Excellent article re the Croft saga published on BikeSport News website:http://bikesportnews...html?id=2&col=1

"CROFT - THE THIN END OF THE WEDGE

The rejection of the Croft Circuit appeal looks surprising and frightening in equal measure to most people within the industry. However, it is not the first circuit to be subjected to such Draconian restrictions.

Lydden Hill in Kent suffered a similar ruling back in the late 1980s, with Dover District Council siding with just three residents and imposing strict conditions for the operation of the venue which limited the circuit to just 52 days of activity in any calendar year. The venue has survived until the present day, but you only have to look at how far its development has fallen behind the other permanent circuits in the intervening years to see the drastic effect this has on investment and facilities.

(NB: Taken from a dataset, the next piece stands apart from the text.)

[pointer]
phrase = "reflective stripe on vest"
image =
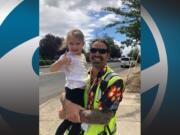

If anything, the Croft situation is even more serious as BARC have invested heavily in the venue expecting to be able to reap the rewards of that financial outlay over a period of many years. The simple arithmetic says that in order to maintain the venue in its current state, an average days circuit hire would need to go from approximately £17,000 per day (based on 144 days useage) to a new level of £61,200 per day (based on the new restriction of just 40 days). Clearly that is an untenable situation and savings would have to made elsewhere, but to attempt to make savings of £1,768,000 each year is probably beyond even the considerable business skills of the BARC.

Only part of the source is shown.